To make that happen, designers created space for private start-ups, like the lab known as "The Garage." Director Reg Kelly, Ph.D., says it's open to whoever can scratch up the rent.
"They're the people who've got fire in the belly. If you want to start new companies, you've got to work long hours, for peanut butter sandwiches and students are good at that," said Kelly.
uBiome, a startup we profiled earlier this month, is an example of that. They turned a UC research project that sequenced bacteria in the human stomach, into a mail order business financed by crowd sourcing in a little over six months.

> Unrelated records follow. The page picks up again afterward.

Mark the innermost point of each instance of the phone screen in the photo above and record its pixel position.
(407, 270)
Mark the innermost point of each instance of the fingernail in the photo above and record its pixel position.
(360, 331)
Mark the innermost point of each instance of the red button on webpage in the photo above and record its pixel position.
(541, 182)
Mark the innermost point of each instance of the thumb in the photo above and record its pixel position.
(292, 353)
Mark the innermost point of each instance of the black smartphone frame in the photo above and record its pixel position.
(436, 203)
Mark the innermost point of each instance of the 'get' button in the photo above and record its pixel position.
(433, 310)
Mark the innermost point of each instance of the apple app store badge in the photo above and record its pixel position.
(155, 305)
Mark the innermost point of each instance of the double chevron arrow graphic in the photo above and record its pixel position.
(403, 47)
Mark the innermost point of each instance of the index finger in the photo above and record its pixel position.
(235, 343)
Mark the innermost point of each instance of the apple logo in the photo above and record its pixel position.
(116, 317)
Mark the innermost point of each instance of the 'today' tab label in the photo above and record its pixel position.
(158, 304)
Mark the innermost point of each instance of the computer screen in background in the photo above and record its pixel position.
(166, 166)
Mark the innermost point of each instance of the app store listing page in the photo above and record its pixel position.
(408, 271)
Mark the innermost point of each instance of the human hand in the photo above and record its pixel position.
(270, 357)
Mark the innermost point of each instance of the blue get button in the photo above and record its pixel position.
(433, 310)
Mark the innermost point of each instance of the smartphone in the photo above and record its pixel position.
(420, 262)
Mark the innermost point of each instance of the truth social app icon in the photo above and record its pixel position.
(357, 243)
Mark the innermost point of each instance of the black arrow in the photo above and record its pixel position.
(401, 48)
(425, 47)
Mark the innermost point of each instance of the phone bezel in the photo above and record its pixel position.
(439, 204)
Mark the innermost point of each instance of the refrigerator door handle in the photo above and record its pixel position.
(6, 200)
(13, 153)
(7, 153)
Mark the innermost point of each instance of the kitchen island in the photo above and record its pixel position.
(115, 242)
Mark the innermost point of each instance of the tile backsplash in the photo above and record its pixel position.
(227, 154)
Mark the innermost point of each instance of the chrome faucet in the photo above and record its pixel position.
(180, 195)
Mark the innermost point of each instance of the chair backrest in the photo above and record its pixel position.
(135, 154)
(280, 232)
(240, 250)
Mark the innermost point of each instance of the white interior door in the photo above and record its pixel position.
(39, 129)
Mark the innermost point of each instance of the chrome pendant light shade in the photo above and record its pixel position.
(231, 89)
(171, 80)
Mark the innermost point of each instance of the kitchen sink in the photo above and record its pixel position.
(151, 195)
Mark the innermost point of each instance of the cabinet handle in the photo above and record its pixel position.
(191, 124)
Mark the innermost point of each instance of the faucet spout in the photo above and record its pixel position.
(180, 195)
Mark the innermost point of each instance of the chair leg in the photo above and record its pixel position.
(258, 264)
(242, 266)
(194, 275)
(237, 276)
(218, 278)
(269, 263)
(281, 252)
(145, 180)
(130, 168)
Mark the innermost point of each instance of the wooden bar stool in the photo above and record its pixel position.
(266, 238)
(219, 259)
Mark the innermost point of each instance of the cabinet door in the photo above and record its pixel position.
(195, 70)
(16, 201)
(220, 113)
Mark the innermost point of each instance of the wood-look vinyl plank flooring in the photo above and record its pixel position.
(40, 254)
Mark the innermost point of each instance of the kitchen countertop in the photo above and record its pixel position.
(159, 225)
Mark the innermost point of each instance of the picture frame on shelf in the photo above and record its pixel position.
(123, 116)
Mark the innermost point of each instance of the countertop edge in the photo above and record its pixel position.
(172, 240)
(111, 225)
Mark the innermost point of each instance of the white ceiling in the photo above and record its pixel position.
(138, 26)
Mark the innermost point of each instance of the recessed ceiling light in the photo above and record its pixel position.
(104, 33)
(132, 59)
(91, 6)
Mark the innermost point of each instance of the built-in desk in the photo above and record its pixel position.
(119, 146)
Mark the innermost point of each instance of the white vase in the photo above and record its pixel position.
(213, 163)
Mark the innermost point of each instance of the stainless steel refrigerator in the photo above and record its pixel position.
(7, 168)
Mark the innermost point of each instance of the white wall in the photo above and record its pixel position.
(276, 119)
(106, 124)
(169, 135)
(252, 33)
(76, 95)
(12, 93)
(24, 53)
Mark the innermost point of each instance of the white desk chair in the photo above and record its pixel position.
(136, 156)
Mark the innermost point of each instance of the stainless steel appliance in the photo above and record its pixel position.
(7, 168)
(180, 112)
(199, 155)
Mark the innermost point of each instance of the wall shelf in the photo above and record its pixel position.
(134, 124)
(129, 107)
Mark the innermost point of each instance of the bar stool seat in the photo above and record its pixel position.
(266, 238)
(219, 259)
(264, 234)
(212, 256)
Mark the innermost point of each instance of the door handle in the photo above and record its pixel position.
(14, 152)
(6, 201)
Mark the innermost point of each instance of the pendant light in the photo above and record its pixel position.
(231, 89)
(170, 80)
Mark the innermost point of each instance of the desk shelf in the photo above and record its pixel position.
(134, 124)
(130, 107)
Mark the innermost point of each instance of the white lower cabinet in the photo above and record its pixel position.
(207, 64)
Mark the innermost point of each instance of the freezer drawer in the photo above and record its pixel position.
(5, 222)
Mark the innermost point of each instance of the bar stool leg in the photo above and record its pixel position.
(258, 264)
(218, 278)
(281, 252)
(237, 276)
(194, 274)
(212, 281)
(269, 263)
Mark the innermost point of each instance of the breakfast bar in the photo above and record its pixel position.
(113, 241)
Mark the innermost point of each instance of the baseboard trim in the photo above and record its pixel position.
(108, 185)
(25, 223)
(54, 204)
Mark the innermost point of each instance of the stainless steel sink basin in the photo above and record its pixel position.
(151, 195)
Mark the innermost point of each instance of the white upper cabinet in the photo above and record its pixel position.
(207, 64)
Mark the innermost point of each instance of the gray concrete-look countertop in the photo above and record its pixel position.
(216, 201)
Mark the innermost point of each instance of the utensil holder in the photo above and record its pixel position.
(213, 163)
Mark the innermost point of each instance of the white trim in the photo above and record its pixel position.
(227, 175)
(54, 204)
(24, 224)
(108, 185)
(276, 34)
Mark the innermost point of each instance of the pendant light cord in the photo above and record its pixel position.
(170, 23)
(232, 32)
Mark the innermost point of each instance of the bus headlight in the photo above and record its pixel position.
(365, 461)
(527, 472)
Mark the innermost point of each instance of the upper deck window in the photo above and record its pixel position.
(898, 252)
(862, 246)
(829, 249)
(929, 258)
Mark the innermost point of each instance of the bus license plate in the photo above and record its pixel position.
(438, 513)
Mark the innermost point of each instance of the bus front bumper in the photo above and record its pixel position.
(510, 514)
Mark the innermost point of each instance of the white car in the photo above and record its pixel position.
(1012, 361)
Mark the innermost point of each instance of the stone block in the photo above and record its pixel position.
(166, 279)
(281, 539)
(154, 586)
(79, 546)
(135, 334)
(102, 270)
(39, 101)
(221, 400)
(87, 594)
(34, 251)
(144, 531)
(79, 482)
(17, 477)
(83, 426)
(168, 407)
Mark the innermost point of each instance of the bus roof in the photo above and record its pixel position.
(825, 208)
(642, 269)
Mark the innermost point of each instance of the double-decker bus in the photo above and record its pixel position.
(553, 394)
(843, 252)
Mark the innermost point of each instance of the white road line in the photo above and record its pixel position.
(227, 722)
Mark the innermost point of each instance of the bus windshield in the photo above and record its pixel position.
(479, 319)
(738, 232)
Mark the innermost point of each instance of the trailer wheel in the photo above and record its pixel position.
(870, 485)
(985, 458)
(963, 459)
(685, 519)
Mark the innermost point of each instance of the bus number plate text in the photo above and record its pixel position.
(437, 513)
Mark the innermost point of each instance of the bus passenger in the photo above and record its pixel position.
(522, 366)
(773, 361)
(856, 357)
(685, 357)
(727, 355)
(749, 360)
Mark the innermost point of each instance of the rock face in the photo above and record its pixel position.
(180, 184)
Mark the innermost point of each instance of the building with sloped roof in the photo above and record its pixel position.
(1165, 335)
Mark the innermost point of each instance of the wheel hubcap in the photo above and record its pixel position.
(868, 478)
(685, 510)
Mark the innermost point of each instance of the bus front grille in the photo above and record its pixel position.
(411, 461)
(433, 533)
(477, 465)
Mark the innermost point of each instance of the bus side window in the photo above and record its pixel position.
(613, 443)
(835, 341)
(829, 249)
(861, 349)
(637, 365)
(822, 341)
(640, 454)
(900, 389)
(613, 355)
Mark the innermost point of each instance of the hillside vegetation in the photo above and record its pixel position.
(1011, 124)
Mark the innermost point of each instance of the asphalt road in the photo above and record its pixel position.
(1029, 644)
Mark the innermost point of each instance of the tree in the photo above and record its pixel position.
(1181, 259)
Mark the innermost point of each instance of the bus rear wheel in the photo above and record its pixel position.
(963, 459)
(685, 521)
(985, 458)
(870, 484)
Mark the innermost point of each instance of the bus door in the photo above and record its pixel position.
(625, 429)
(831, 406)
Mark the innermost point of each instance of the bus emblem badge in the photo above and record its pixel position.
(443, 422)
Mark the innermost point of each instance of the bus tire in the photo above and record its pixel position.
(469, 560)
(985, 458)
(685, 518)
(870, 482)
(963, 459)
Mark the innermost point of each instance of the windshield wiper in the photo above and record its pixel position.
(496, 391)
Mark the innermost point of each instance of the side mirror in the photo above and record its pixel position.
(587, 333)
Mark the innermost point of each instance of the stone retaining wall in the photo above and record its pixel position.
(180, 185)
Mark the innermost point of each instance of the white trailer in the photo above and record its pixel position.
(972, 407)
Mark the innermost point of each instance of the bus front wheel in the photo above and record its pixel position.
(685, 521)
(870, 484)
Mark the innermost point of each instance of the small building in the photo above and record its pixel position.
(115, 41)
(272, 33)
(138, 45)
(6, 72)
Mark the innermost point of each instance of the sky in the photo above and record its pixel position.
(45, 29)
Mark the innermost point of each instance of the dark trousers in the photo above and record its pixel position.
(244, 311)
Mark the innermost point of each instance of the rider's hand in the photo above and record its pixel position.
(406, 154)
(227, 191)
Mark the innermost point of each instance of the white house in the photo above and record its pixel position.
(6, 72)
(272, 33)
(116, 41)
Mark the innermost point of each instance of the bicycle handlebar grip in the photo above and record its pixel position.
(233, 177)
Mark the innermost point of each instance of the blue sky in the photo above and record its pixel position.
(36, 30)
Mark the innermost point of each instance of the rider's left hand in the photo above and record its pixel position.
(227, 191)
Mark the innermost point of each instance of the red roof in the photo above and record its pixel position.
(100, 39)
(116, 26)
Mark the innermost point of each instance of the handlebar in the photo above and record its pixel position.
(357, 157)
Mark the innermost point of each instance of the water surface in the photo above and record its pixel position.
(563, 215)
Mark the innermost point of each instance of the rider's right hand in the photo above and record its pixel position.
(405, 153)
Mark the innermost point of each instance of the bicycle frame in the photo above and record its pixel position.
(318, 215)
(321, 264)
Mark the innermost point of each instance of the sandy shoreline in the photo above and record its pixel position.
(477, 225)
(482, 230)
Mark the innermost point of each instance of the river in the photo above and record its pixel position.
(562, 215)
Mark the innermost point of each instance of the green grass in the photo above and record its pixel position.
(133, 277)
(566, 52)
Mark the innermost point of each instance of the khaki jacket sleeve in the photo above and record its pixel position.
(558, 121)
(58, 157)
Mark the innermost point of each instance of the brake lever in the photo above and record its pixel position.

"The only mechanism I know currently to do that is to move it out into a company and to try to get small business grant money and investors to turn a discovery into a product," said Kelly.
The result has been a kind of magnet effect. When the University of California first broke ground on Mission Bay, they say there was one major biotech firm based in the city, now there are more than 100, with many housed near the campus.
"Fifty of them are start-ups that came out of UCSF," said Yamamoto.
It's a legacy of change that could continue to reshape the southeastern side of San Francisco for in the decades to come.
"From design, art, everything!" said Kelly. "This will be the place where young people want to come from all over the country and think, 'The place I can most likely be successful is at Mission Bay.'"
UCSF plans to mark the anniversary with a ceremony at Mission Bay on Wednesday.